The land swap has been strongly opposed by conservationists, including the 1,000-member Friends of the Blue Hills, ever since it was sponsored six years ago by Randolph's legislative contingent. The deal's critics said Lantana should have been required to show that a "public purpose" necessitated the deal. "There is no 'public purpose' for the sale of the park property for private developers," said Robert Quinn, co-chairman of the Friends of the Blue Hills' advocacy committee. "Nobody else goes there but customers of Lantana." The Friends argue that the land swap would mean the loss of environmentally valuable land that has been in the state's hands since the 1930s.

The land has "ancient stone walls, ledgy knolls "topped with giant brick-colored boulders, and includes the first 250 feet of the Smith Trail," the Friends' Tom Palmer said last fall. The land "has exactly those qualities that the park was made to preserve." The Friends also estimate the value of the 3-acre parcel at $1.2 million, not the $290,000 assessment the Lantana has placed on it.

Bowles has required the Lantana to get an updated appraisal of the value of the parcel and to respond to minor concerns raised by state agencies in a final environmental impact report.

Bowles's spokesman, Robert Keough, said that the decision to approve the land transfer was made by the Legislature and that state regulators lack the power to reverse it. The law does give Bowles the authority to place appropriate conditions on the land transfer, such as the updated appraisal, which may raise the price for Hart.
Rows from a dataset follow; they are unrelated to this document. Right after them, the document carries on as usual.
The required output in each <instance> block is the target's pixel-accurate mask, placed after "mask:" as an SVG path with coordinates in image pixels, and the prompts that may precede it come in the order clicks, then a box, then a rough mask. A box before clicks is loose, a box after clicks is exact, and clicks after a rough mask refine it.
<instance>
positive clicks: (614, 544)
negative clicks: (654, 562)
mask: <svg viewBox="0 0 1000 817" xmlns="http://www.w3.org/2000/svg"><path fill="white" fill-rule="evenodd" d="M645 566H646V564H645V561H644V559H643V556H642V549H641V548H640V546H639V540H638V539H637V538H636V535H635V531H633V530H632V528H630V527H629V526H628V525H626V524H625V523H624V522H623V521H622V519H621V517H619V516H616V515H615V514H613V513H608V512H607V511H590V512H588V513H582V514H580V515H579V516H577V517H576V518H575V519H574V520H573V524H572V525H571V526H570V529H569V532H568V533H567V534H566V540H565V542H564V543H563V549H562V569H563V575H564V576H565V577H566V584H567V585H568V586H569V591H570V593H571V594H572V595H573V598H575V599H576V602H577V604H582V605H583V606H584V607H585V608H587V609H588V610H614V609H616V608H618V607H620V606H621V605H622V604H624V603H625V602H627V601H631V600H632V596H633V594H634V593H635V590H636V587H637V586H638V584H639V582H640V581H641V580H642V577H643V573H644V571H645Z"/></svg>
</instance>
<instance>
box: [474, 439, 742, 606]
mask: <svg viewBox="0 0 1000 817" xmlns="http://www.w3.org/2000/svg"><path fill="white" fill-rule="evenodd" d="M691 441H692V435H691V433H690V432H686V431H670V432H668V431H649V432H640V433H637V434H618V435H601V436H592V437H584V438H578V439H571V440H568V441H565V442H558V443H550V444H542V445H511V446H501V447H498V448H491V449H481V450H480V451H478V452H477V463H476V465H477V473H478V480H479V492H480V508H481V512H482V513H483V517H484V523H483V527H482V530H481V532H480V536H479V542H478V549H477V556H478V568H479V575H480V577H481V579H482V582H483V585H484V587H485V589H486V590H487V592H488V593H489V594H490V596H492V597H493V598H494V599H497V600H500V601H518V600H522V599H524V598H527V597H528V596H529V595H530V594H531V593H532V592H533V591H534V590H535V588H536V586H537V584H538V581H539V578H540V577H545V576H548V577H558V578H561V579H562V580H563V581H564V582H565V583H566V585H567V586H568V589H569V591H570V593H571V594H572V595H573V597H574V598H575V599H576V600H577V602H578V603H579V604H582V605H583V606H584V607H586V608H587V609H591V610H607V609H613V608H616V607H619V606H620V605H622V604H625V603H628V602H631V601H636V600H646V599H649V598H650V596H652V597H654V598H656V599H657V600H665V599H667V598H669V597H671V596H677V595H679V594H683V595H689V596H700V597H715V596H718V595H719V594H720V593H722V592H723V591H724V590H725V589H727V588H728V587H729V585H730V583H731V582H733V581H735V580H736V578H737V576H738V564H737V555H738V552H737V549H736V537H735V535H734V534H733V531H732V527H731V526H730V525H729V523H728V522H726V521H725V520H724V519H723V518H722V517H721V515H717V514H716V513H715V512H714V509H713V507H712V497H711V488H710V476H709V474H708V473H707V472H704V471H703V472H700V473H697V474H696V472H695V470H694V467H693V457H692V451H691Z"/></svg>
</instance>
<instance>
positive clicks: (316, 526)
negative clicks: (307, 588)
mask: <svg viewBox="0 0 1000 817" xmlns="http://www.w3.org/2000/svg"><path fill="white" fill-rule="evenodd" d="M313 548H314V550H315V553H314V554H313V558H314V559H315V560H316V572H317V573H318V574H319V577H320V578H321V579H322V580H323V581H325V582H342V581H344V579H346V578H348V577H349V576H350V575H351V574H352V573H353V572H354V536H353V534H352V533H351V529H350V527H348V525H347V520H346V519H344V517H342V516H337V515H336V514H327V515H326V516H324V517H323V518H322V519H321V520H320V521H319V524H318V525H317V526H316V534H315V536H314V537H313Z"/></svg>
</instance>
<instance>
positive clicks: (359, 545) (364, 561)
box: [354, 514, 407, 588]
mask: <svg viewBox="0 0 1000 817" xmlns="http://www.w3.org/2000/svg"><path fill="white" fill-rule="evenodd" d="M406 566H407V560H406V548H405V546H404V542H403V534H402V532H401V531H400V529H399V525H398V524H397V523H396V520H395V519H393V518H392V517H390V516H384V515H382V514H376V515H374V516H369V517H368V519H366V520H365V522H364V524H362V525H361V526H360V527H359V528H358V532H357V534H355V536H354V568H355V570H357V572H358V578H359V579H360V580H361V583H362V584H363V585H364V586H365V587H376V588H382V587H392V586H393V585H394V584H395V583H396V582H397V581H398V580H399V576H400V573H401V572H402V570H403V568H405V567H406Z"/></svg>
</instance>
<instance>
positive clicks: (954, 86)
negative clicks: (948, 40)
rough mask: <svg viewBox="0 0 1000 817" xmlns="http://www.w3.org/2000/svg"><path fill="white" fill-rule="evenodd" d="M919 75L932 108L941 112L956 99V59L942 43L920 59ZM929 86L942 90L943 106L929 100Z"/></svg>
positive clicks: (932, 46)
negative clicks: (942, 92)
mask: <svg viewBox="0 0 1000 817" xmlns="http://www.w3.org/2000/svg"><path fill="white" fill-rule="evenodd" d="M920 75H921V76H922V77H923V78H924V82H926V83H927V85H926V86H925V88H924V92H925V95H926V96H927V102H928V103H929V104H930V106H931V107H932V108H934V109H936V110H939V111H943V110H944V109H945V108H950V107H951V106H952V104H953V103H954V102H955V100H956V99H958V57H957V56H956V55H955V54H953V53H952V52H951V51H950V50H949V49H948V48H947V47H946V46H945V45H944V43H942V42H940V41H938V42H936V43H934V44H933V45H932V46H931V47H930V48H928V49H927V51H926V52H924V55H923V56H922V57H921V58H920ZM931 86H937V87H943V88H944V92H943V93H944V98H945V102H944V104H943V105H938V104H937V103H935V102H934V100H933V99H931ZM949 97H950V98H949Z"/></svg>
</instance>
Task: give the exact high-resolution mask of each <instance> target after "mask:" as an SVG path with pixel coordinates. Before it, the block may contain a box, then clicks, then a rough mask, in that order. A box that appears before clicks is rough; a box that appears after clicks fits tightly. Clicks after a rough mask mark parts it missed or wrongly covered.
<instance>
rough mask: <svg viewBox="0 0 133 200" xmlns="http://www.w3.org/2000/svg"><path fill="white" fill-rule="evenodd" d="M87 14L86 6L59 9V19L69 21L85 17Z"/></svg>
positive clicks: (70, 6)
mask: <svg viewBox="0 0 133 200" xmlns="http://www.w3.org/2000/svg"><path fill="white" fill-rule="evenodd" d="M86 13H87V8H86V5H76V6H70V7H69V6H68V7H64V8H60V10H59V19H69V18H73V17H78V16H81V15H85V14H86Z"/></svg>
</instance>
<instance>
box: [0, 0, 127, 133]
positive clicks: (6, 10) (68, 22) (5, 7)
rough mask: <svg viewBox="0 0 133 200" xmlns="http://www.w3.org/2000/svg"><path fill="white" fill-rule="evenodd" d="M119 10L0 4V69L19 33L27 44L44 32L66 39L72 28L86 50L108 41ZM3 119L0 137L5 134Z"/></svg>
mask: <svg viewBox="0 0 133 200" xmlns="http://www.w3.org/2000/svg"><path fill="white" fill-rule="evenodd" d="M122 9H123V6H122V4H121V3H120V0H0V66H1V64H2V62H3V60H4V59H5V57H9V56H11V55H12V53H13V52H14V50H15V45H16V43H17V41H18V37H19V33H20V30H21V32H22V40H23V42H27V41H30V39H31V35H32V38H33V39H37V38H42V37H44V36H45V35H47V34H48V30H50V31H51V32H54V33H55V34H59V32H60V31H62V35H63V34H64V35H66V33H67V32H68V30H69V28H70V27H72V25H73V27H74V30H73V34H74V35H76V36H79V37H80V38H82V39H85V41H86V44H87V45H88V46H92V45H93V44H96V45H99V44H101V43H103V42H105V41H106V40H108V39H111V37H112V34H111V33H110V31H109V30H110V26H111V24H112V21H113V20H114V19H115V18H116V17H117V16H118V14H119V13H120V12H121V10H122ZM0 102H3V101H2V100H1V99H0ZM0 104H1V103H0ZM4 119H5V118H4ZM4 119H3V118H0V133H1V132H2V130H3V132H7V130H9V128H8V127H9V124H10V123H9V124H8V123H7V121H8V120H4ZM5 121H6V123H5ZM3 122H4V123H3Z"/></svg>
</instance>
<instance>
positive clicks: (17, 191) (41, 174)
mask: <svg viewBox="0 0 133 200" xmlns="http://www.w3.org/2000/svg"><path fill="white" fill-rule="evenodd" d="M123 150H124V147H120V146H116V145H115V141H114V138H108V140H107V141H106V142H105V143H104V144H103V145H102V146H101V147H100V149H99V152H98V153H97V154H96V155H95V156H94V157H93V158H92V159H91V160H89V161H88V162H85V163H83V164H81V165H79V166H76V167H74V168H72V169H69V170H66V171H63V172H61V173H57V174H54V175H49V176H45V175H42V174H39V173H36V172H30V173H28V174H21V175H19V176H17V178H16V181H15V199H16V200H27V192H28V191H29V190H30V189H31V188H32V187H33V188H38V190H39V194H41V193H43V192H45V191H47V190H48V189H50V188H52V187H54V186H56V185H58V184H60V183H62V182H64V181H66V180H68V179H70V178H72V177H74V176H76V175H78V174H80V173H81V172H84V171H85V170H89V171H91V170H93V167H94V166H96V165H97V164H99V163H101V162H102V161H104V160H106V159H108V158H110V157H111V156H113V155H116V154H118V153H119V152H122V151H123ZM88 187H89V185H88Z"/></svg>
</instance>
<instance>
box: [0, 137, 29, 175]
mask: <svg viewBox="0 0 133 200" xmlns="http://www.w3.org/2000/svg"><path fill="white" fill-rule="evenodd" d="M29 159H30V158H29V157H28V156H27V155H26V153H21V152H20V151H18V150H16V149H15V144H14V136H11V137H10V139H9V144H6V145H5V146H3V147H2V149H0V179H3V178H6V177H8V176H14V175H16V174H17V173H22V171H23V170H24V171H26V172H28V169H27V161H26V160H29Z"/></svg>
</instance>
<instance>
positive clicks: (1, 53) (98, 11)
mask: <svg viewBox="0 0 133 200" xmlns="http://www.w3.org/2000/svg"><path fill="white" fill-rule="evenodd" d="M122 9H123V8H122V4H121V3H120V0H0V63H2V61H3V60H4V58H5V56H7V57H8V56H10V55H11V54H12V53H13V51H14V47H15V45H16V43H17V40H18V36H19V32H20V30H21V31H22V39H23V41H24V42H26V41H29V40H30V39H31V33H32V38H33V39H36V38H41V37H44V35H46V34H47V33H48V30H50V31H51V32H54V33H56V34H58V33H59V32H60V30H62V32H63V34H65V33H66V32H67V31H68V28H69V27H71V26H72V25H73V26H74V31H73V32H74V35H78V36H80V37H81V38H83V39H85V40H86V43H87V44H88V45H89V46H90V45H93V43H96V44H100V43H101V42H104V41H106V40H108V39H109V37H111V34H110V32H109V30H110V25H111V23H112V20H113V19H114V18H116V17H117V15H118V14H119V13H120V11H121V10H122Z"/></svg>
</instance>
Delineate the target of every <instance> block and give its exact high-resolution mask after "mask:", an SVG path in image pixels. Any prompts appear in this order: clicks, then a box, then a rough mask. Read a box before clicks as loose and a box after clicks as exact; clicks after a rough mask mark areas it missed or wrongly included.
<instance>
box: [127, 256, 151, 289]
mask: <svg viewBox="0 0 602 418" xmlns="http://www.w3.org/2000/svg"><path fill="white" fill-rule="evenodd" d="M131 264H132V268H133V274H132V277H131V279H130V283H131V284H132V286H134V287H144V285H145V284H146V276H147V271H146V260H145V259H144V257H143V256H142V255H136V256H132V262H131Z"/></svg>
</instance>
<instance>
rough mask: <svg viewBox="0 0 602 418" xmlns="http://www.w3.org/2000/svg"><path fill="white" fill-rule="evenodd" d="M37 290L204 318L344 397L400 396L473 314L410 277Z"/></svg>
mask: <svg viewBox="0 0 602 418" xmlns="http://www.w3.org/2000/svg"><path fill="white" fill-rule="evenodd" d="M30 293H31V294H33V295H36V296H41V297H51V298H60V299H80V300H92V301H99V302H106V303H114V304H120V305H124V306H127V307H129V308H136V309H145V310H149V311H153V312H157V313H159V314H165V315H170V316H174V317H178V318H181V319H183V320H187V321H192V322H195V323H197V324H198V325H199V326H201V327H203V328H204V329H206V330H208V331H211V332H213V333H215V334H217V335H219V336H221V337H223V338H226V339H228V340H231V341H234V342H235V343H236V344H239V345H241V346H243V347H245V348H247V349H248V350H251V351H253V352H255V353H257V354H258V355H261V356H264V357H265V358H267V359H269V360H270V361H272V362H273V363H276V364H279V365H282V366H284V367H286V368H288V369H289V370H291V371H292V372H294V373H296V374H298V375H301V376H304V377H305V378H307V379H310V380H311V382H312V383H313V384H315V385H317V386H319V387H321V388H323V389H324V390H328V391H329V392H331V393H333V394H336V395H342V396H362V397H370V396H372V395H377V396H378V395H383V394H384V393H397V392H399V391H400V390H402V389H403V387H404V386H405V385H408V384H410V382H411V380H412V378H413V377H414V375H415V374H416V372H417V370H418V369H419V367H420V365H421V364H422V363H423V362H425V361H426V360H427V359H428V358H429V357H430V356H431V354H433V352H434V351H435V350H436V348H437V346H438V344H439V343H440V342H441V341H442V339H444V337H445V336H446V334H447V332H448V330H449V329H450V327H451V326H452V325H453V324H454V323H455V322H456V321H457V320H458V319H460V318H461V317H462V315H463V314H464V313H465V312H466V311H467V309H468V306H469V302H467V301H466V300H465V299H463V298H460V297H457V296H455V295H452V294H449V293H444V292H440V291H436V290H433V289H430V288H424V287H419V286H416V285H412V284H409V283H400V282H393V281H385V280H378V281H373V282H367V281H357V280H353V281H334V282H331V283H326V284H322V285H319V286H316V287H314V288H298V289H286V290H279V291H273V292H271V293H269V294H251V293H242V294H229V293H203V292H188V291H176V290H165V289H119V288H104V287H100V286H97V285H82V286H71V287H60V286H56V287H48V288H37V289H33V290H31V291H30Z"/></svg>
The Friends of the Blue Hills are now asking those opposed to the deal to contact Senator Brian Joyce, a Milton Democrat, one of the enabling law's sponsors, and ask him to file legislation repealing it.

Joyce's chief of staff, Matt Gaines, said Joyce sponsored the legislation "at the request of the town" along with four other Democratic legislators then representing Randolph (Walter Timilty of Milton, Bruce Ayers of Quincy, Bill Galvin of Canton, and Joe Sullivan of Braintree) and does not deserve to be singled out by the plan's opponents.

Citing the state's regulatory demands on Lantana since the bill's passage six years ago, Gaines said "the process could not have been more open and had more review." He pointed to other transfers approved this year and said the Lantana deal has received more scrutiny than any other.

The Trustees of Reservations is backing a new law that would require transfers of state land to be reviewed by the appropriate state agencies before the Legislature could act on them.